A $10 million gift from C. Michael Armstrong, the chairman of the board of trustees of Johns Hopkins Medicine and retired chairman of Comcast, AT&T, Hughes Electronics and IBM World Trade Corporation, is funding the new institute.

"We are thankful for the leadership, vision, passion and generosity provided by Mike Armstrong to keep Johns Hopkins Medicine preeminent in research, education and patient care," says Edward D. Miller, M.D., dean and CEO of Johns Hopkins Medicine. "Fewer things are more important in health care right now than improving patient safety and the quality of health care. All of us acknowledge these imperatives, but few of us have taken the steps to formally erect a framework that will tackle these issues head on. The Armstrong Institute for Patient Safety and Quality will allow us to use the best research methods and minds to develop the best practical tools, which we can share with our colleagues all over."

"I believe that everything we do at Johns Hopkins Medicine — research, education, clinical practice, hospital care — is driven by our priority and focus on patients," Armstrong says. "We have been making excellent progress on patient safety and quality, but we can do better. We must take our patient safety research and results to the next level, to be the best."

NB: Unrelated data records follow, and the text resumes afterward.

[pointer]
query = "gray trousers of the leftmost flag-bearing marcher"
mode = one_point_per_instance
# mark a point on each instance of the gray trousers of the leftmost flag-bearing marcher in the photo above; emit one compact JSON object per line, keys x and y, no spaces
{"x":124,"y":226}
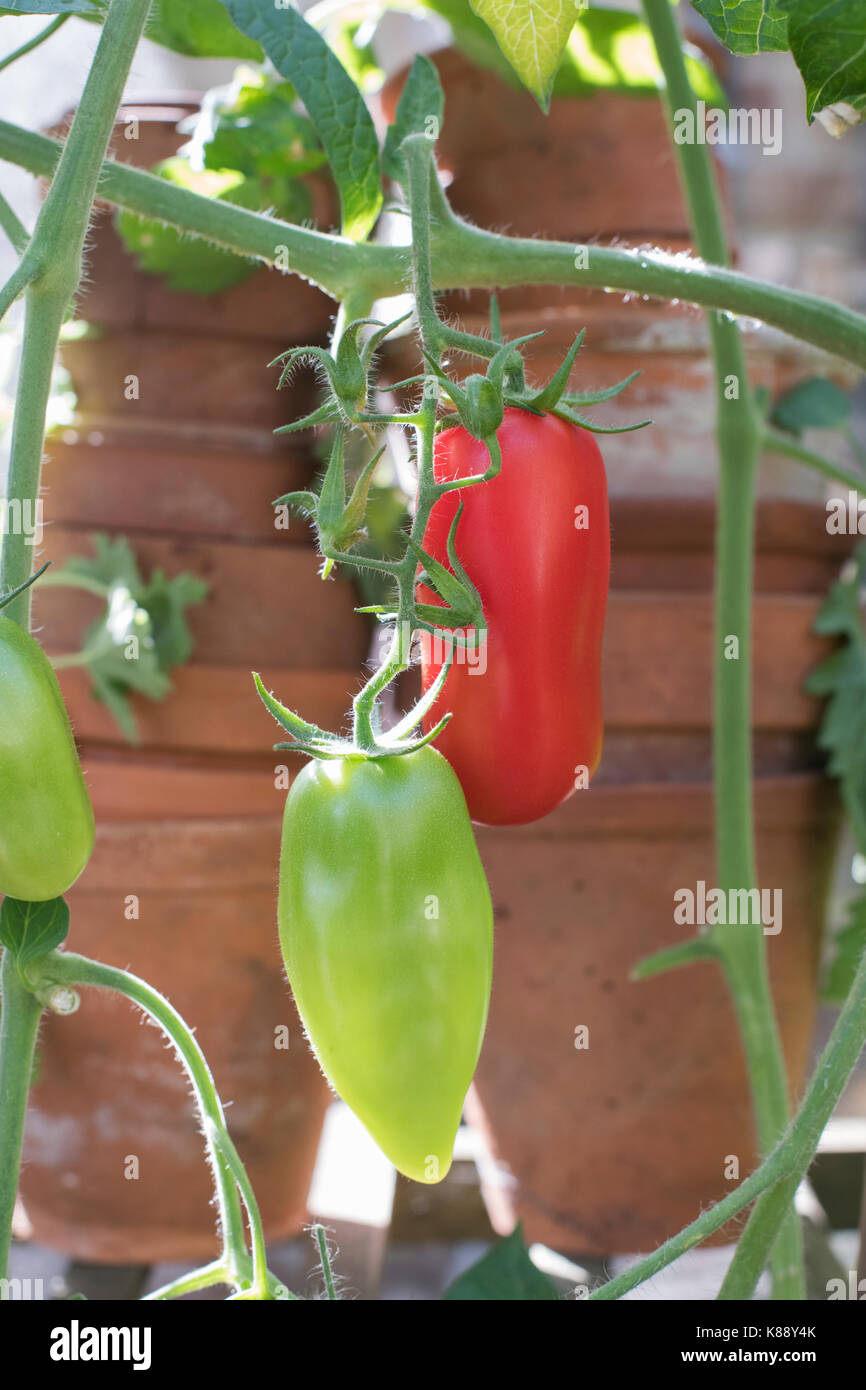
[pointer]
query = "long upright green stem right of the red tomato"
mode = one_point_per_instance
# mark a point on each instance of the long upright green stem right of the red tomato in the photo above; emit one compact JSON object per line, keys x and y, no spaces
{"x":742,"y":949}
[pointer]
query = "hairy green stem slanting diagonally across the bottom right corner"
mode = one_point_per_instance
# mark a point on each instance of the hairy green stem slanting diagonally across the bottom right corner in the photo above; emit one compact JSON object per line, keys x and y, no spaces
{"x":785,"y":1168}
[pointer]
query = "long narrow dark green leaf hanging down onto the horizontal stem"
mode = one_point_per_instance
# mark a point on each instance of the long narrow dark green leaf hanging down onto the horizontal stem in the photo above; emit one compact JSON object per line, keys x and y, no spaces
{"x":333,"y":101}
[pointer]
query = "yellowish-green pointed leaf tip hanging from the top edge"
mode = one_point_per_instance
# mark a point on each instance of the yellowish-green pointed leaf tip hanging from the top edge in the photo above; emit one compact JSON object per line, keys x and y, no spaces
{"x":533,"y":35}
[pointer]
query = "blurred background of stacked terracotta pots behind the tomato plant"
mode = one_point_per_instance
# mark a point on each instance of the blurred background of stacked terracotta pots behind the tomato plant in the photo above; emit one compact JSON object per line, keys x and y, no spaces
{"x":159,"y":479}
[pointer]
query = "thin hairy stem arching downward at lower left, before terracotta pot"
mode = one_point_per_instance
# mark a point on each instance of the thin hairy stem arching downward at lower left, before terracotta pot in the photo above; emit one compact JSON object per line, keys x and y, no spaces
{"x":66,"y":968}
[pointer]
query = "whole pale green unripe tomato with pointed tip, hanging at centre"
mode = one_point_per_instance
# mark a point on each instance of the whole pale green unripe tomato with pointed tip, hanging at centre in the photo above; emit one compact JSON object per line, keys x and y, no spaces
{"x":387,"y":931}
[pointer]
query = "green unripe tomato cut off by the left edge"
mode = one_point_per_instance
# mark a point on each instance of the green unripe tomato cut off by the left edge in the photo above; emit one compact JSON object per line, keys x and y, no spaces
{"x":47,"y":819}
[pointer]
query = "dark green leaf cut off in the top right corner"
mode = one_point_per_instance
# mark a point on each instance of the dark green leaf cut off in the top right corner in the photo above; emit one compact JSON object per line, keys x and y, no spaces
{"x":829,"y":47}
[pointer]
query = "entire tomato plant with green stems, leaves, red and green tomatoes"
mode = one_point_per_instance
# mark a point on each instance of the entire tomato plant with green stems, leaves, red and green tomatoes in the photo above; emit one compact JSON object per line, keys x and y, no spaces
{"x":386,"y":917}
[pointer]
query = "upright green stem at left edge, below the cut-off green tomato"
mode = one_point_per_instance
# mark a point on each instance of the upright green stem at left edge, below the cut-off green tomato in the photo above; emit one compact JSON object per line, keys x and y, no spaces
{"x":20,"y":1014}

The Armstrong Institute will oversee all of the current patient safety and quality efforts throughout Johns Hopkins Medicine. It is designed to rigorously apply scientific principles to the study of safety for the benefit of all patients, not just those at Hopkins. The focus will be on eliminating preventable harm for patients, eliminating health disparities, ensuring clinical excellence and creating a culture that values collaboration, accountability and organizational learning. Johns Hopkins will serve as a learning laboratory to test the best that its researchers have to offer in the fields of patient safety and quality improvement.

More than a decade ago, the Institute of Medicine published a landmark report, "To Err is Human," in which it identified patient safety as a significant nationwide problem and stated that efforts to address this problem should focus on systems and not providers. Despite this, there is little evidence to suggest that safety has improved as a result of this report.

American Hospital Association statistics show that at least 44,000 and perhaps as many as 98,000 Americans die in hospitals every year due to medical errors. And so many more deaths are preventable with 100,000 patients dying from health care acquired infections annually, roughly 800,000 from diagnostic errors and thousands more due to communications and teamwork errors. All of this harm is avoidable.

"Donations like Mike Armstrong's are vital, as patient safety research is significantly underfunded," says Miller. "For every dollar the U.S. government spends on research, 98 cents is spent on finding new genes and new drugs, while only two pennies go to safety and quality initiatives."